A problem our medical care system has in the US is that it drives people out of the workplace prematurely and tries to drive people who use a lot of medical services out of the workplace altogether. It also severely disadvantages Main Street and disadvantages US business doing export. That unsustainable 17% and growing of our GDP put into the medical care system - over 4% into "insurance" - is helping to sink us. That 4+% shows us, by the way, that our medical insurance system is not a free market and it's because of our pay to play political system. Going forward it never can be; abolishing state lines and the like wouldn't even cause a blip in soaring rates. Insurance company policies and pay to play politics are making more medical costs pure transfer payments which Conservatives then reflexively complain about.
A medical care system paid for by everyone but used by a decreasing part of the population is a nonstarter and would destabilize the society. So would a Libertarian scheme where people die in net worth order which isn't yet technically possible anyway.
I don't hear anything about attacking the medical cost drivers like cancer and obesity/diabetes/cardiovascular diseases/cancer which are apparently disorders of excess to a large degree over a much lower background rate.

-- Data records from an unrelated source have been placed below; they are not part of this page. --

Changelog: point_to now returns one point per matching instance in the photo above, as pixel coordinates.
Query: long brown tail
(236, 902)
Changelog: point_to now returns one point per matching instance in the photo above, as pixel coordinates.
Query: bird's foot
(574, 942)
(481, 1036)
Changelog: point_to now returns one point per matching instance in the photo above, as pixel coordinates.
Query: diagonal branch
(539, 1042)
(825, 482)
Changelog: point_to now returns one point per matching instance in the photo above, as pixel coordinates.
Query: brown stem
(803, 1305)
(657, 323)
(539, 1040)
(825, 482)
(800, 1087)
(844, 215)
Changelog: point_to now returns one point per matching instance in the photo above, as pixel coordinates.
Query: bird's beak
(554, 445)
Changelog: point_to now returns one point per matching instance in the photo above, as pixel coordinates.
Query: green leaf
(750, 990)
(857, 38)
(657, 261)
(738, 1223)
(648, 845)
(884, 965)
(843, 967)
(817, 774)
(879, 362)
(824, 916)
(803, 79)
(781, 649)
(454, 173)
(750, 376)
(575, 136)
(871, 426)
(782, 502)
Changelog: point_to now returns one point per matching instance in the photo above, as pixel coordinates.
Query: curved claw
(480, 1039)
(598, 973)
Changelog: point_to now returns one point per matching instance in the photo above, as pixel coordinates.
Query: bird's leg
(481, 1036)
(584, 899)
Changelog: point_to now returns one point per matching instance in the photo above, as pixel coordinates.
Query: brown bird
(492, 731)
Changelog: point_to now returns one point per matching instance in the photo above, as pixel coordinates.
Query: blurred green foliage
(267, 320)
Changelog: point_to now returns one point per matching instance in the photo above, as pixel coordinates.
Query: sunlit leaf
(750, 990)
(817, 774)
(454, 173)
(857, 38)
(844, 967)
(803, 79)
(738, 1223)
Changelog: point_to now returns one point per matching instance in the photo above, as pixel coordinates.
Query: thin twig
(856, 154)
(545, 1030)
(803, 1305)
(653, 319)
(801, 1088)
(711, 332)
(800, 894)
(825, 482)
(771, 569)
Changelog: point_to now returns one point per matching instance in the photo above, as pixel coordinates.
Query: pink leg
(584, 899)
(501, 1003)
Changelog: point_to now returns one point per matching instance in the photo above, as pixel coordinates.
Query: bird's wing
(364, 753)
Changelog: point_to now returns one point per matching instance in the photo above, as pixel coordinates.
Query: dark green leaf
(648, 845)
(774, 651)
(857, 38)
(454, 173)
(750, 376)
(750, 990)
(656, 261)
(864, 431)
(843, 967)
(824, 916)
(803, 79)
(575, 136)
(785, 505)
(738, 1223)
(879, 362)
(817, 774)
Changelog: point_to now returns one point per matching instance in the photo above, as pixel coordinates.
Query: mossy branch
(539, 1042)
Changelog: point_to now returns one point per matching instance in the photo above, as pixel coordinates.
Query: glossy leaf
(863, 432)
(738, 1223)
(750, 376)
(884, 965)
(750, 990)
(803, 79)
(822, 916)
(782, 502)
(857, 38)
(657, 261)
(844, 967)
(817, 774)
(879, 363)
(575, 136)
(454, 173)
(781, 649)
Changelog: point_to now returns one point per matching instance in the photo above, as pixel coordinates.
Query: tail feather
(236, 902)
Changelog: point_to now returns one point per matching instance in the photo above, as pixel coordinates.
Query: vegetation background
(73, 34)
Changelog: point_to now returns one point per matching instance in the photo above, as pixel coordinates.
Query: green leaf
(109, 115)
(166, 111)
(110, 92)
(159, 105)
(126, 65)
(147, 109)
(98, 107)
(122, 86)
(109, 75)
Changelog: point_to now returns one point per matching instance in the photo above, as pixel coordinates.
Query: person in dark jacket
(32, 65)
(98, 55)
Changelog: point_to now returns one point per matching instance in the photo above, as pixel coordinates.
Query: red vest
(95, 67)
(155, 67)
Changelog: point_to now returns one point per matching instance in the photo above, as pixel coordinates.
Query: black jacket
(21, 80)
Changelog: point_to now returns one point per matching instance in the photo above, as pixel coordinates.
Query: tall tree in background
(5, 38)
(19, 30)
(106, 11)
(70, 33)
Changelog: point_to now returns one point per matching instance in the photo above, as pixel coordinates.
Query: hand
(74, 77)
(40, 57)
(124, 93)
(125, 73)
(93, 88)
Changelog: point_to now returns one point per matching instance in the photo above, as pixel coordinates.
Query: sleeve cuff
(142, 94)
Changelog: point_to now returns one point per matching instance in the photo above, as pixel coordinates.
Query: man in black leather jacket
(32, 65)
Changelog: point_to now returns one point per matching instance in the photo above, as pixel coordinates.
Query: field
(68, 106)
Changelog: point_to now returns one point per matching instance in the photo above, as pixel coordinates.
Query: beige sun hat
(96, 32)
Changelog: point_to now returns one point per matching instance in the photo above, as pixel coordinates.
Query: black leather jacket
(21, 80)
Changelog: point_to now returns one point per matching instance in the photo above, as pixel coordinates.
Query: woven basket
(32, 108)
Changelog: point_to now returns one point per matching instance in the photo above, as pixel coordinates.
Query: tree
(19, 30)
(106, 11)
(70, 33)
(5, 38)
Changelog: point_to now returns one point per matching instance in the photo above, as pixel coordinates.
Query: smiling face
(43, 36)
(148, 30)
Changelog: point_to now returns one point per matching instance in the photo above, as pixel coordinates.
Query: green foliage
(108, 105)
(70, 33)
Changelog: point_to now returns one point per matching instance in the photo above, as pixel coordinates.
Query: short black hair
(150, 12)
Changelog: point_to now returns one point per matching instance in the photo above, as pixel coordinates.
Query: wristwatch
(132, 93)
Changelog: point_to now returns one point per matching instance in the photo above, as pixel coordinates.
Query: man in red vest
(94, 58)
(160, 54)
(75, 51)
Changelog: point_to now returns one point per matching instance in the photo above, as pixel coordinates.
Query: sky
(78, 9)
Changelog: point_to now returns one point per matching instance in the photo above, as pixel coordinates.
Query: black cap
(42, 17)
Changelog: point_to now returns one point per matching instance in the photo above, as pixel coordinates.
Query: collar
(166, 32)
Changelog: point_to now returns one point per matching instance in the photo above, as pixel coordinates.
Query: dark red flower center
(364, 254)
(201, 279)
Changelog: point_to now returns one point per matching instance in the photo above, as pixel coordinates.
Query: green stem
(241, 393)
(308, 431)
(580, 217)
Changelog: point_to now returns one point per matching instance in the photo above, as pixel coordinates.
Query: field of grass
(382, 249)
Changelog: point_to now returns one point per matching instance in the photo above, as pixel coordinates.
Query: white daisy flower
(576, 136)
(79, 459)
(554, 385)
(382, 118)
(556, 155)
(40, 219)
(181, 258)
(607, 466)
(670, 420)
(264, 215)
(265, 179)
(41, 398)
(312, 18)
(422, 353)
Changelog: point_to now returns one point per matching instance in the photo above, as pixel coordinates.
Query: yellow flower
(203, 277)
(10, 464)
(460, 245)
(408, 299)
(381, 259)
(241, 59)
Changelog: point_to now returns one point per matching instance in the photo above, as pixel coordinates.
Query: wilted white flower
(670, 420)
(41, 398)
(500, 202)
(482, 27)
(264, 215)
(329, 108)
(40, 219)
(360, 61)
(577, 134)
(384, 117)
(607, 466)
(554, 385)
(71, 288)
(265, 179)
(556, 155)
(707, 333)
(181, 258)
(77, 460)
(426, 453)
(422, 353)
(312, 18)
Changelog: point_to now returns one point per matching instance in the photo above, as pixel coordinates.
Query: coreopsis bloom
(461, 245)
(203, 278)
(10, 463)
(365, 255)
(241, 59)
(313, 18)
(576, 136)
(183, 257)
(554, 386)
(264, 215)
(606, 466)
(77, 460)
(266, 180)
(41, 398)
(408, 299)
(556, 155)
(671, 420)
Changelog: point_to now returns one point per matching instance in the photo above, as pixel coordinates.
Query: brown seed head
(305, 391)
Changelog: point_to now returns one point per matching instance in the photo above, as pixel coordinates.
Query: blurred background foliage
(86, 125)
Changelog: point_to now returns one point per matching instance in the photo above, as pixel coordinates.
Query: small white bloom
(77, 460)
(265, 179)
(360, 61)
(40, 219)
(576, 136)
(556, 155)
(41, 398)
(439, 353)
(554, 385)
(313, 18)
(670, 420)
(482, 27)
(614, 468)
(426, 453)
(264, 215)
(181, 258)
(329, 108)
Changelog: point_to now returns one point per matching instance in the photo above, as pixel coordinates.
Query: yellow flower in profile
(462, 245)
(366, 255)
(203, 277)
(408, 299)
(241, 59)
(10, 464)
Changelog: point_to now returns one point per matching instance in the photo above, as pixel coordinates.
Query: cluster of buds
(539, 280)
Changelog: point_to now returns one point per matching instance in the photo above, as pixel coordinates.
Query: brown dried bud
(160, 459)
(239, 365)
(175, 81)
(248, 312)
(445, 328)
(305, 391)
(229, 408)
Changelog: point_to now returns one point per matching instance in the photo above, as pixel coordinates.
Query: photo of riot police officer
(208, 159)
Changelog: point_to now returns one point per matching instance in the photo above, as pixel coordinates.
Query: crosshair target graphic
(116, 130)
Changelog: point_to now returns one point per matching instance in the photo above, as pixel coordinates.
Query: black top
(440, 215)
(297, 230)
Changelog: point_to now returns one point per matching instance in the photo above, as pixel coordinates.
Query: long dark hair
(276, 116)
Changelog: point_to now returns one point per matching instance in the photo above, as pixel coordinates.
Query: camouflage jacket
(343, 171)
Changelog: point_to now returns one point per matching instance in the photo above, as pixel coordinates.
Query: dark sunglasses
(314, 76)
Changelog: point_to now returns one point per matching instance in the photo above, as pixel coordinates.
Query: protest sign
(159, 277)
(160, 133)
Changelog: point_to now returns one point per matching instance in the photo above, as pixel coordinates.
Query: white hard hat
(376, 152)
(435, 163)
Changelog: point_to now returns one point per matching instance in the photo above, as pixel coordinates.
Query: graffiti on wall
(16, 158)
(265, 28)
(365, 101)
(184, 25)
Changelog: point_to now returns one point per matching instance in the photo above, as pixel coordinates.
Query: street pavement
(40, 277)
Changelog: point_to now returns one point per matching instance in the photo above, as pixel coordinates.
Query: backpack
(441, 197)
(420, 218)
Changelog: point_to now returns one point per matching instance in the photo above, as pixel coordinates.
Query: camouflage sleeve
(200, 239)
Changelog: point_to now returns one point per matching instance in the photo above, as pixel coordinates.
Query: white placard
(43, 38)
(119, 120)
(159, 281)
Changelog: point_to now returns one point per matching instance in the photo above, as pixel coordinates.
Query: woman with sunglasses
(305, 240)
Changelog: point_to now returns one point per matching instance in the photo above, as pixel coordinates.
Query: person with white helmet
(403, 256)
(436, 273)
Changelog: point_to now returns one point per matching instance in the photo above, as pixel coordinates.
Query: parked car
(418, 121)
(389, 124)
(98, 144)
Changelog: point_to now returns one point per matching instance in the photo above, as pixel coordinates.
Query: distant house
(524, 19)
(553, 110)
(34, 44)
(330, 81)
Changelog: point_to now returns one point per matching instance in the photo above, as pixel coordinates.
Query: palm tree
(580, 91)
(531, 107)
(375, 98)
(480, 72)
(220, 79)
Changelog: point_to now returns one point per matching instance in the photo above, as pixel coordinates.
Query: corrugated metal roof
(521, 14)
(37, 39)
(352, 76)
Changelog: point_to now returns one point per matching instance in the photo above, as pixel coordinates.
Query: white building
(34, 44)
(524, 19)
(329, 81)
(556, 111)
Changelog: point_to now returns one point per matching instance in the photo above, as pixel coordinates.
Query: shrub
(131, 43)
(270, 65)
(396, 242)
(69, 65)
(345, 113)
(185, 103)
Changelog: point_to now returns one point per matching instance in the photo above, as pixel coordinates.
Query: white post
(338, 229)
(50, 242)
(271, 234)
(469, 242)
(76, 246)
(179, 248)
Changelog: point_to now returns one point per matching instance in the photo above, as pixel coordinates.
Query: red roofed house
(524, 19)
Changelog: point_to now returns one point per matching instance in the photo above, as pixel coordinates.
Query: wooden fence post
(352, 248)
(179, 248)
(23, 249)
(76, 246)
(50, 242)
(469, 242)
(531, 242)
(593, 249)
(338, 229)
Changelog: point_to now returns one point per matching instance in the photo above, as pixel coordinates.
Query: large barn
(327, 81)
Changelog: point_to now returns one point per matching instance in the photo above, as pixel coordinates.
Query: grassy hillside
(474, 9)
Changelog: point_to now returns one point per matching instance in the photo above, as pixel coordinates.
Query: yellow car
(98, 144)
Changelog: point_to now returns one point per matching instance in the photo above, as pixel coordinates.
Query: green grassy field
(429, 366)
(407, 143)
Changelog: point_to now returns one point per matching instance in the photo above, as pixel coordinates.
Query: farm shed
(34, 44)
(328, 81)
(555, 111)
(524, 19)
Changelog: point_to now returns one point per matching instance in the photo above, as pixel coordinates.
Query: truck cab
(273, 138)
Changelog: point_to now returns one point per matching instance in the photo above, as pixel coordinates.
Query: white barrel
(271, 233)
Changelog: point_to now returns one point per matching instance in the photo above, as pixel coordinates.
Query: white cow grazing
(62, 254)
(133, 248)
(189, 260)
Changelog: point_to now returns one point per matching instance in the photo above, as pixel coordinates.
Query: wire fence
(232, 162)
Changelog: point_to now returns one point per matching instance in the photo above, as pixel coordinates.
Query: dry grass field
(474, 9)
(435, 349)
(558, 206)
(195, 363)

Technical progress and innovation should make major progress in coping with medical care costs and would be exportable. Measures like taxing sugar, fructose, trans-fats, etc like cigarettes and putting the proceeds into a single payer scheme would help considerably but be susceptible to our pay to play political system. A single payer scheme over private delivery is proven much cheaper beyond question, can preserve real innovation, and is isolated from the rest of government and transparent. Or at least is easier to isolate from pay to play politics than our present or soon to be system.